One summer night in Wallingford, near Dick’s drive-in

Blossom Boys
Members of Camp Blossom for Boys:  I am third from the left with long hair and a beard

MEMOIR

By George Howland Jr.

My boyfriend, Tommy, and I walked with arms around one another to the bus stop. It was the summer of 1979 and he was working graveyard at a print shop. We both had long hair and beards. My hair was blonde, and my beard was black; all his hair was brown. Both of us were way skinny. He wore jeans, a t-shirt and boots. I had on draw-string pants, a t-shirt and Birkenstock sandals with no back strap.

We were on North 45th Street, a main drag through Seattle’s Wallingford neighborhood, at the time a neighborhood of overwhelmingly white middle-class and working-class people.

I was living right up the street at Camp Blossom for Boys, an intentional community for gay, bi-sexual and straight men. I had spent 18 months putting Camp Blossom together as part of my effort to “fight the patriarchy” by changing men. Seven of us had rented a suburban looking house next to a gas station on First Avenue Northeast. Four gay men, two straight guys and me—the lone bisexual. Three of us were anarchists, one was an activist skeptic and the other three were gay guys who were curious about living with other men.

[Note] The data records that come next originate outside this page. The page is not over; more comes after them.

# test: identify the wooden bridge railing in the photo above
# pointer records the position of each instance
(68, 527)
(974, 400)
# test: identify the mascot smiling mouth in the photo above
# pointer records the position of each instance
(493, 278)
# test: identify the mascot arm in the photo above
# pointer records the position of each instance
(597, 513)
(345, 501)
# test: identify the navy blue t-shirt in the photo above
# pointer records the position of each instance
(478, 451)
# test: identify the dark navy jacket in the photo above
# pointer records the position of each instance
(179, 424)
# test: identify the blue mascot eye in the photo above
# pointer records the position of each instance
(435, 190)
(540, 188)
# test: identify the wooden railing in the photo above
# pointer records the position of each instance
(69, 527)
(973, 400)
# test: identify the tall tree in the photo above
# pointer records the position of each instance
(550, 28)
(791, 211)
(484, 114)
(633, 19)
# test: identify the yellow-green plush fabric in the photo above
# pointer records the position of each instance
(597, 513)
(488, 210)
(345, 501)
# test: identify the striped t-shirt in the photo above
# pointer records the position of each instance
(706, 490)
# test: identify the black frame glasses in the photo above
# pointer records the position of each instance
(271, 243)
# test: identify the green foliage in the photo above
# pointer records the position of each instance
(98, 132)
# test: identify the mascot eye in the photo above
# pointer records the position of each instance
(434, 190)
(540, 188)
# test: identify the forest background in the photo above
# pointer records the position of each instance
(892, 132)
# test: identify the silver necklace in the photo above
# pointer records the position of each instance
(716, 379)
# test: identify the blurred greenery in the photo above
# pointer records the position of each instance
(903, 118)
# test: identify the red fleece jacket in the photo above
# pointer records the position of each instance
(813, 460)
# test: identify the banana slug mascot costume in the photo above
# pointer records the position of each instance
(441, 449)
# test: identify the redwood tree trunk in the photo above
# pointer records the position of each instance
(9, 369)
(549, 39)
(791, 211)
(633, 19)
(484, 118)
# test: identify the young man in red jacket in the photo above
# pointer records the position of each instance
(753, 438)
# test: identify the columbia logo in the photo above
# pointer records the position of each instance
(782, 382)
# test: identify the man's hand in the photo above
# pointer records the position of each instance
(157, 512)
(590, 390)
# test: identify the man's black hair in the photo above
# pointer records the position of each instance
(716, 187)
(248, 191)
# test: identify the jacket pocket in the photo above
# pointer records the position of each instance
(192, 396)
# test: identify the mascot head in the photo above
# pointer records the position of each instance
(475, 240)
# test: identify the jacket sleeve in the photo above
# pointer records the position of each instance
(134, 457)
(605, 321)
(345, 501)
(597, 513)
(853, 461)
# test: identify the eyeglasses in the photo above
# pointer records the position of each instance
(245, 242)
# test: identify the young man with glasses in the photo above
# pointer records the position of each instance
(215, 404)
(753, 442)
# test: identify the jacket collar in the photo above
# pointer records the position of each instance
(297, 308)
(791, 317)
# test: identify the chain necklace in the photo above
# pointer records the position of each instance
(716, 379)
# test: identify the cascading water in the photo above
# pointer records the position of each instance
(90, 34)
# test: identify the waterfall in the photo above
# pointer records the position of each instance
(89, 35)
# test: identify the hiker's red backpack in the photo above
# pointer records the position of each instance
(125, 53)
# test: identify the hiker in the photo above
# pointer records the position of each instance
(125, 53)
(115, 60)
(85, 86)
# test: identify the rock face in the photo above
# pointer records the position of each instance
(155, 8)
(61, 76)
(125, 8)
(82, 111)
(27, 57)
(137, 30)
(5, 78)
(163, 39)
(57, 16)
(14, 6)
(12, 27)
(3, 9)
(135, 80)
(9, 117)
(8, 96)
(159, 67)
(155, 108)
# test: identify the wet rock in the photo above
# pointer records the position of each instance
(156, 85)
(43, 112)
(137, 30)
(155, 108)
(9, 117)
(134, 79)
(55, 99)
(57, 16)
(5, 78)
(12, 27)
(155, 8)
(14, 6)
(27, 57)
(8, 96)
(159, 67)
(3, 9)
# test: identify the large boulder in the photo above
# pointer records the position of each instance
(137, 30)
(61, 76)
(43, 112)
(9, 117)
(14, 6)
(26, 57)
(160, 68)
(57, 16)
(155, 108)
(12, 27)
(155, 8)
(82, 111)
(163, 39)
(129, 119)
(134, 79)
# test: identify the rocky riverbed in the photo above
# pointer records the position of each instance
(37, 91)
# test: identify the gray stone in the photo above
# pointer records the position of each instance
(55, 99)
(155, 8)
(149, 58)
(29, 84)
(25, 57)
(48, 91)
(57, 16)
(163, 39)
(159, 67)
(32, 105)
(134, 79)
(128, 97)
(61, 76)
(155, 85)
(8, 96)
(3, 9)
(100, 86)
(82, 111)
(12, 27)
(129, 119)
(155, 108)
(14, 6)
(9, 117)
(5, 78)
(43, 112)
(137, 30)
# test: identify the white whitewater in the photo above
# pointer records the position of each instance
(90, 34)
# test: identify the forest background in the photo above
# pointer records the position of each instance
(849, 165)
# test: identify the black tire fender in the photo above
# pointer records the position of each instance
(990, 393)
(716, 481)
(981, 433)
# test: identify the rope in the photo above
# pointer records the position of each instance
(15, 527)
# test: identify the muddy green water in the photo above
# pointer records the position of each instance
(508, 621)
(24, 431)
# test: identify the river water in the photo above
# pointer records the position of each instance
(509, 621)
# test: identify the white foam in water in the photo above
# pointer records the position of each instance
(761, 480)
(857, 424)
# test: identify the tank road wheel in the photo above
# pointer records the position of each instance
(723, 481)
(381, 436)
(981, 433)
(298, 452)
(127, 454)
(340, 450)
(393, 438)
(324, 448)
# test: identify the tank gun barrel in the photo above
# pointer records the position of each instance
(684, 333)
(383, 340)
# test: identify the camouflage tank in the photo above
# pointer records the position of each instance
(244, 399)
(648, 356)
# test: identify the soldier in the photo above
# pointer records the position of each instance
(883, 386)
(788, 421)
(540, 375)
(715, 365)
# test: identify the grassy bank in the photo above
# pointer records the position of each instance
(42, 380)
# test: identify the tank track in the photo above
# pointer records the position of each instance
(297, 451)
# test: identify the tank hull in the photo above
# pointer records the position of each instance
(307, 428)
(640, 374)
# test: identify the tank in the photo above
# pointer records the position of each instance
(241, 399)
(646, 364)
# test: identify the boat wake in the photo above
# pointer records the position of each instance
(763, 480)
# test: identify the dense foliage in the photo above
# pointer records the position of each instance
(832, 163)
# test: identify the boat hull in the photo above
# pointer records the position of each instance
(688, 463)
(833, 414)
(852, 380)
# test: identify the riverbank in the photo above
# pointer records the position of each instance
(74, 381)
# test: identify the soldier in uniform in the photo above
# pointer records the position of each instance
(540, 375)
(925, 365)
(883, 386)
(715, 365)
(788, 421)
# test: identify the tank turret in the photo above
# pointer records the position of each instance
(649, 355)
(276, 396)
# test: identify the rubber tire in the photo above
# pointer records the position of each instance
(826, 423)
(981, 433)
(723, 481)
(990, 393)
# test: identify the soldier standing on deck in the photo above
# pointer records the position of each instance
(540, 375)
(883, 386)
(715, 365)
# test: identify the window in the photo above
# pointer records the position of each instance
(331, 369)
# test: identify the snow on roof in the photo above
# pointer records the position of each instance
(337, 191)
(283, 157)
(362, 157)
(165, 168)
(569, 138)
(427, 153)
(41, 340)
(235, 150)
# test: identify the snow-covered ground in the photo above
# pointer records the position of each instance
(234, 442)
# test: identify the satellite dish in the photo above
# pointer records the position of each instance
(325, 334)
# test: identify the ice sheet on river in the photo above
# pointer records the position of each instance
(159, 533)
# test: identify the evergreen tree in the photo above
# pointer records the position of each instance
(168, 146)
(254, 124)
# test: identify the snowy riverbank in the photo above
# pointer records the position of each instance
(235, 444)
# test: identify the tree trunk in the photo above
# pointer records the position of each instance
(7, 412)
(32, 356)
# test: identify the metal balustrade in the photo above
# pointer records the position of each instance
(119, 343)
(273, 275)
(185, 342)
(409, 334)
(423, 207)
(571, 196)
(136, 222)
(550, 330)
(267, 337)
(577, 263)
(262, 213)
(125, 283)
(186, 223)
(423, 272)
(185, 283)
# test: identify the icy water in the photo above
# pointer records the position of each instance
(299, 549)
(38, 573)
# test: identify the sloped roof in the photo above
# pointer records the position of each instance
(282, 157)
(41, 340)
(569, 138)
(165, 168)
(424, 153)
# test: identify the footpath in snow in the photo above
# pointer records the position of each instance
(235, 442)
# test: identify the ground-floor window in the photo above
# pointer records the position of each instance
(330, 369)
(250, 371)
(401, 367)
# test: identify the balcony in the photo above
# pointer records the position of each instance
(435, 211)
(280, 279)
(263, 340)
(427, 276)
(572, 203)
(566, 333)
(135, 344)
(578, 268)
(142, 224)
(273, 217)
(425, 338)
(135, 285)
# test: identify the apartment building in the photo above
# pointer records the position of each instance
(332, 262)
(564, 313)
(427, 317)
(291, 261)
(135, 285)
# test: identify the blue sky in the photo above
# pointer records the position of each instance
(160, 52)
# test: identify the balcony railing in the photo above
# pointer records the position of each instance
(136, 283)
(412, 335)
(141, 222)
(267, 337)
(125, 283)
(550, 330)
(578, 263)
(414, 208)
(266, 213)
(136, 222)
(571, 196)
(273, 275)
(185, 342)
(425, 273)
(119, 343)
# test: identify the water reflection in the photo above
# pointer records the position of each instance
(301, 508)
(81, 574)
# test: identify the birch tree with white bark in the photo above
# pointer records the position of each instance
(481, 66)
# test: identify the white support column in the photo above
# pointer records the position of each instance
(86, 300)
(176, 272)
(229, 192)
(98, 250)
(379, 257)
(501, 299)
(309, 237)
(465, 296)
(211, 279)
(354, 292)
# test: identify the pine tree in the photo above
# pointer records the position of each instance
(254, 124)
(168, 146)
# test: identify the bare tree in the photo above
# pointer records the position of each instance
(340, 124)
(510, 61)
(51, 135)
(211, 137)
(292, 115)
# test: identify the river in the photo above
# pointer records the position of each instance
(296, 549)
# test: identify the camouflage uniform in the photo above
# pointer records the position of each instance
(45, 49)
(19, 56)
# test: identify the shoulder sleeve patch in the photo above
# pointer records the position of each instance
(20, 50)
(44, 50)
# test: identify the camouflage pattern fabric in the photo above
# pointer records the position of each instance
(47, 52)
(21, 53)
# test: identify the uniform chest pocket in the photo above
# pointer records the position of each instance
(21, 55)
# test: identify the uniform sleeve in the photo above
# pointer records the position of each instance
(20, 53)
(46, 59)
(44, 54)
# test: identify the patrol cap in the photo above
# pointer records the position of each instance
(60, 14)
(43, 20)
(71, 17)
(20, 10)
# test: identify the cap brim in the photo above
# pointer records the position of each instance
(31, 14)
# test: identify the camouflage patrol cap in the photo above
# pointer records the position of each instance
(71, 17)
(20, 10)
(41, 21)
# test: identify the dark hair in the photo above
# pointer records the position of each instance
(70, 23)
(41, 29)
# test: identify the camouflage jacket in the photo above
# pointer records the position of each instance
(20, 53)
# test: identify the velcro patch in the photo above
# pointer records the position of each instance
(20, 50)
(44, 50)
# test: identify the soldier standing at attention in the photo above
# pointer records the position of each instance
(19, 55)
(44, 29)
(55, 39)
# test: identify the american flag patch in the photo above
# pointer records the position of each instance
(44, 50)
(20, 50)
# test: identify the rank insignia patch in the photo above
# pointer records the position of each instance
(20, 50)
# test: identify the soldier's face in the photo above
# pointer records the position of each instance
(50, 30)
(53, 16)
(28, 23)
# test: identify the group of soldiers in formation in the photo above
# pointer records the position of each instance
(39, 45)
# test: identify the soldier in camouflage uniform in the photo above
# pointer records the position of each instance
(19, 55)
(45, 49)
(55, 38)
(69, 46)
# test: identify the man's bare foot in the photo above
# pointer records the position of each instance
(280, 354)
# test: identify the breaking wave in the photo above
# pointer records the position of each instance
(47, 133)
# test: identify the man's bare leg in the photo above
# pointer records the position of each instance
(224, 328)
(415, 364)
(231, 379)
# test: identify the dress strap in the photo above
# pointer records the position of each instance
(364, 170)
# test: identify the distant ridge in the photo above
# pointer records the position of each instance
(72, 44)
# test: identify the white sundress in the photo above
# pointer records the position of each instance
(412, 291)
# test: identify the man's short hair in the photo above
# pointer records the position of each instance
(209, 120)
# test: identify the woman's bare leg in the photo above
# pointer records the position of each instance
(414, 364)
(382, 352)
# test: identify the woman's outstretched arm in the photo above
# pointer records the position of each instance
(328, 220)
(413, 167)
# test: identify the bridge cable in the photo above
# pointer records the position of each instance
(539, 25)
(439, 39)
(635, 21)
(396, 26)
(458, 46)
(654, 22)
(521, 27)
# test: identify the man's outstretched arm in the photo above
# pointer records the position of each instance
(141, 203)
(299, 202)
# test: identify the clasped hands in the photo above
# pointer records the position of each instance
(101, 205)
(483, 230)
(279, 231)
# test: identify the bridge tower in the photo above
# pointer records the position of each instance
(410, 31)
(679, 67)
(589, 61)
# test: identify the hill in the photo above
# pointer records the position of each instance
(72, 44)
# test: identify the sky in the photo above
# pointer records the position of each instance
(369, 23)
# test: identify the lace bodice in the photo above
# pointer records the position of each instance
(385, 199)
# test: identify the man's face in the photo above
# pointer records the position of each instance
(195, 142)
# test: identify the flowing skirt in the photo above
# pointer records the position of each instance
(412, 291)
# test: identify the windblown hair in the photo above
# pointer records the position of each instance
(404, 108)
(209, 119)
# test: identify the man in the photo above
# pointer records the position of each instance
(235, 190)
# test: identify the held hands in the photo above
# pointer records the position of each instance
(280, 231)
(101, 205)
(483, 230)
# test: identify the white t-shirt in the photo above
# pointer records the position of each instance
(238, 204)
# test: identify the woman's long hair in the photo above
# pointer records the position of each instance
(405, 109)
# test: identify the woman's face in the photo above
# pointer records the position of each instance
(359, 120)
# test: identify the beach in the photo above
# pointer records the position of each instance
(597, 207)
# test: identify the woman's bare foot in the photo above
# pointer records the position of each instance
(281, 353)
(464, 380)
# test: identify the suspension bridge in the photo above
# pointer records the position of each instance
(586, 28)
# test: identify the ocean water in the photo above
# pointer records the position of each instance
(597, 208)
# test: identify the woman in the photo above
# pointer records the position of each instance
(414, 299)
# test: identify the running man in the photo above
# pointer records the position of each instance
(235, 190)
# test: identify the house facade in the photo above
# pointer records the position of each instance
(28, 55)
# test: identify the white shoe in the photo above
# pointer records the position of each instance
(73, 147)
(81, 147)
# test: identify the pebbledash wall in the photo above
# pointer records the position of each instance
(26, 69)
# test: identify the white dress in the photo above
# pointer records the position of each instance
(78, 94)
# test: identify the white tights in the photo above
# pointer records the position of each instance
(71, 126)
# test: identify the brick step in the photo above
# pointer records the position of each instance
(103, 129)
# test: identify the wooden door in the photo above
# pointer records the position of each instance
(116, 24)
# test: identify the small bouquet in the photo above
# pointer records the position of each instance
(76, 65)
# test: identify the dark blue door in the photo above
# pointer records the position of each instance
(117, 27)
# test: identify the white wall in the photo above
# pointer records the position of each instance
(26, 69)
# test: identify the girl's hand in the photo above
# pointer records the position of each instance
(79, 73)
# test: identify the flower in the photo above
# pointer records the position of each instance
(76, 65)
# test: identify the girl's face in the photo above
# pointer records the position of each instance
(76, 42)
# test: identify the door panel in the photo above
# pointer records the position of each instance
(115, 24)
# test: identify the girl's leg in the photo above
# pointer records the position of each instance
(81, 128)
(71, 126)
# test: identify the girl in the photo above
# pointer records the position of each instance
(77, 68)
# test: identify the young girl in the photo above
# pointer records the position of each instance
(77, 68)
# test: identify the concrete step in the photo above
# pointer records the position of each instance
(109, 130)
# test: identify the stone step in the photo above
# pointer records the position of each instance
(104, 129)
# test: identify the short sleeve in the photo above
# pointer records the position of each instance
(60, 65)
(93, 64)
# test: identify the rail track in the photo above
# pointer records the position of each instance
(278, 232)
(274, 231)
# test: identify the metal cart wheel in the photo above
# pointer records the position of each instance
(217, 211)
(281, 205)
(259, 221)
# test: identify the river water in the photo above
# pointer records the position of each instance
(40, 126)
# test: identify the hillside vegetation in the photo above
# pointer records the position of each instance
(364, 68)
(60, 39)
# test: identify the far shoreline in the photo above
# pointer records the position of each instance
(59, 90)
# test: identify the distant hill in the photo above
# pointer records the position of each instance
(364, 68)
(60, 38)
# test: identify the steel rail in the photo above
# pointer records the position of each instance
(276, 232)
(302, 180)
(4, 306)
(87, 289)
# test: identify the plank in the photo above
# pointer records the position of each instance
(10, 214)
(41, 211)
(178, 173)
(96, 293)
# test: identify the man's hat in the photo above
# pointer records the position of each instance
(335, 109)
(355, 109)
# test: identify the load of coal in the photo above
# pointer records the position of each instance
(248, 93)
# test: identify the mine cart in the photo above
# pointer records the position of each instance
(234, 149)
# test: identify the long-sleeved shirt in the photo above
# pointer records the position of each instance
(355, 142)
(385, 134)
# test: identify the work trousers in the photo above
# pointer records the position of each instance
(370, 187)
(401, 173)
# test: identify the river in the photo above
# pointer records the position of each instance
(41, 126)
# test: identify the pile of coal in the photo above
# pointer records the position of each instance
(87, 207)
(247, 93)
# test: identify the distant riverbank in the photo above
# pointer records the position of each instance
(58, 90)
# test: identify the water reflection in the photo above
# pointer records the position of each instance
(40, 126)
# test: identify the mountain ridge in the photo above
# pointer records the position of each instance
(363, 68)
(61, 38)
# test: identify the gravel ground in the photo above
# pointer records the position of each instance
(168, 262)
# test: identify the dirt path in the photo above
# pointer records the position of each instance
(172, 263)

At the time, you didn’t see many gay couples in Wallingford. We didn’t care. We were proudly, militantly out.

I wore dangling earrings and androgynous clothing. The more stares I drew, the better. I wanted to confront people’s homophobia. I told everyone—my school district employer, my alternative public high school students, people that I met—that I was bisexual. The confrontations took their toll—my stomach was often convulsed with cramps.